HUTAO

胡桃|原神

トップノートは、甘酸っぱさが天真爛漫に弾けるカシスから始まります。あちこちの人間にちょっかいを出して驚かせてはその反応を楽しむ胡桃らしい、無邪気でアクティブな香りです。
そこにフレッシュなシトラスの香りが混ざり、明るくポジティブな雰囲気が漂います。「ヒルチャールのお兄さんが病気になった♪」と歌ったり、魈に「あやつは困るほど元気だな」と言われたり、辛炎からも「いっつも楽しそうな顔をしてんだよな」と評される胡桃を思い出させる香りです。

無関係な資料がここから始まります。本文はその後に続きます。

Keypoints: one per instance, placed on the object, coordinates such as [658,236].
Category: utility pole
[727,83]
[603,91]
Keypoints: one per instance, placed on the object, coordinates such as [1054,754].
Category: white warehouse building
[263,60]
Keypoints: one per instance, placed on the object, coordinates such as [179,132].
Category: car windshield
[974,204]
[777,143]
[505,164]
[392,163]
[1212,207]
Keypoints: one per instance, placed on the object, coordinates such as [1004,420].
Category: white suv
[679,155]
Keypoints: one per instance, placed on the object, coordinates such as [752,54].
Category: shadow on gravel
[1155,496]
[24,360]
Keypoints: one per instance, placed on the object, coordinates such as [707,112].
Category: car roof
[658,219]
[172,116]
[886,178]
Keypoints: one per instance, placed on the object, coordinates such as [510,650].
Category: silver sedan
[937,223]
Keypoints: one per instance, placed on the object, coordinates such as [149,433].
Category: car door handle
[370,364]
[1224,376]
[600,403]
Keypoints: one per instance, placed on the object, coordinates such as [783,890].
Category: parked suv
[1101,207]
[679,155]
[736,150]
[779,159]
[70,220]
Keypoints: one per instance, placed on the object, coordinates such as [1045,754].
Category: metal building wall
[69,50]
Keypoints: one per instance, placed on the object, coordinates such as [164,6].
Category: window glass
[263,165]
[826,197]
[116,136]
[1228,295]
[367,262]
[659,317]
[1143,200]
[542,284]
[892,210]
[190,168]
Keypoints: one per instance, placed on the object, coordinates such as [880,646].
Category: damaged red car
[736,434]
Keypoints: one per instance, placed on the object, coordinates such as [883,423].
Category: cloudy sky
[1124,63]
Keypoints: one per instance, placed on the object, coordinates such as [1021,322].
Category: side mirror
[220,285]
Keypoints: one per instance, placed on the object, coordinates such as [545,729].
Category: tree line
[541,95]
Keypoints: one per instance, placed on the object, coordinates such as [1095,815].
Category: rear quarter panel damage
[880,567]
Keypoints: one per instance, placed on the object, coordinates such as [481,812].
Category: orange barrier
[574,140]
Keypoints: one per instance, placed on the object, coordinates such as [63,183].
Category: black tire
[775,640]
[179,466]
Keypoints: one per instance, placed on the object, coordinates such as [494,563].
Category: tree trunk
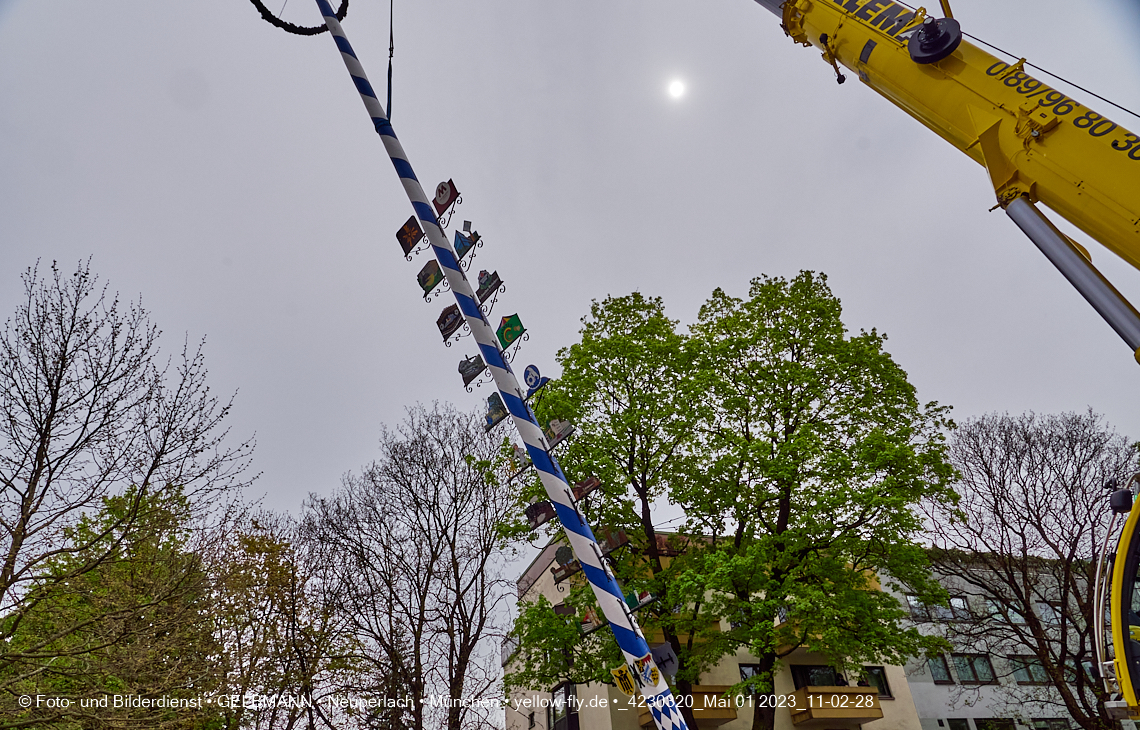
[764,715]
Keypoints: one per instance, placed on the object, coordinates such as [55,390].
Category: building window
[993,723]
[1006,613]
[974,668]
[1028,670]
[1050,613]
[561,714]
[876,676]
[747,672]
[815,675]
[1071,672]
[939,671]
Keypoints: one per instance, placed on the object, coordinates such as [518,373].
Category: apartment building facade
[881,700]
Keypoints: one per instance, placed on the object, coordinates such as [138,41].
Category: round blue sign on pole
[531,376]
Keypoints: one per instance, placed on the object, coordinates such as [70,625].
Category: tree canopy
[798,452]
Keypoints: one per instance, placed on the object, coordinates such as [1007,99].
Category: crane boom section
[1032,139]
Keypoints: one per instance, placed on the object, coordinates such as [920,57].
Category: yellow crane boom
[1036,144]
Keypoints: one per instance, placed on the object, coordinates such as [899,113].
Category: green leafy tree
[628,387]
[816,454]
[798,453]
[137,624]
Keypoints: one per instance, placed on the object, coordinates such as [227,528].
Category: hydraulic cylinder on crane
[1037,144]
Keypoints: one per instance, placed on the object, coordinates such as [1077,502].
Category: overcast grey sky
[226,172]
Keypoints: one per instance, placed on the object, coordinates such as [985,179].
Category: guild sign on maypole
[433,216]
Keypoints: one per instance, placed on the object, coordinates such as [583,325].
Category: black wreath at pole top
[299,30]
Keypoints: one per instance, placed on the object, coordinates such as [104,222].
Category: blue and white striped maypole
[586,549]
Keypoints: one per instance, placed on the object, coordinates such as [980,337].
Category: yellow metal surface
[1032,138]
[1120,619]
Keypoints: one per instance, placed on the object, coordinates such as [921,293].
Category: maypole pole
[628,635]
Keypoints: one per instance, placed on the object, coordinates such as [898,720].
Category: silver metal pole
[1079,270]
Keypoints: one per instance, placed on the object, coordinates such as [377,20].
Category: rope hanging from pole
[300,30]
[391,51]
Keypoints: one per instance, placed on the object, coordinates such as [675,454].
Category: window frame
[970,660]
[996,609]
[882,672]
[919,610]
[941,660]
[1028,664]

ミドルノートになると、梅の花の可憐な香りが漂い始めます。この花香がトップノートからの甘酸っぱさと重なって、次第に鮮やかで軽快な印象が広がっていきます。
ただ、そこにふわりとパウダリックなアイリスが重なります。どことなく幽冥を思わせるような、しっとりとした捉えどころのない雰囲気です。
「生は死に通じ、死がまた新たな生を創る。死を忌避する必要はない。」その真理に至った胡桃の、死をも恐れぬ戦い方を彷彿とさせる香りです。

ラストノートでは、往生堂の堂主としての姿を物語るような渋みのある白檀が、一筋の煙のように立ち昇ります。
多くの年長者がその見事さに感嘆する、厳かな葬儀を執り行う胡桃の姿が目に浮かぶ香りです。

全体的に、さながら梅の花を思わせる、甘酸っぱい可愛らしさが印象的なフレグランスです。
彼女の悪戯心のような煌めきと、不可思議な深みとのコントラストをお楽しみください。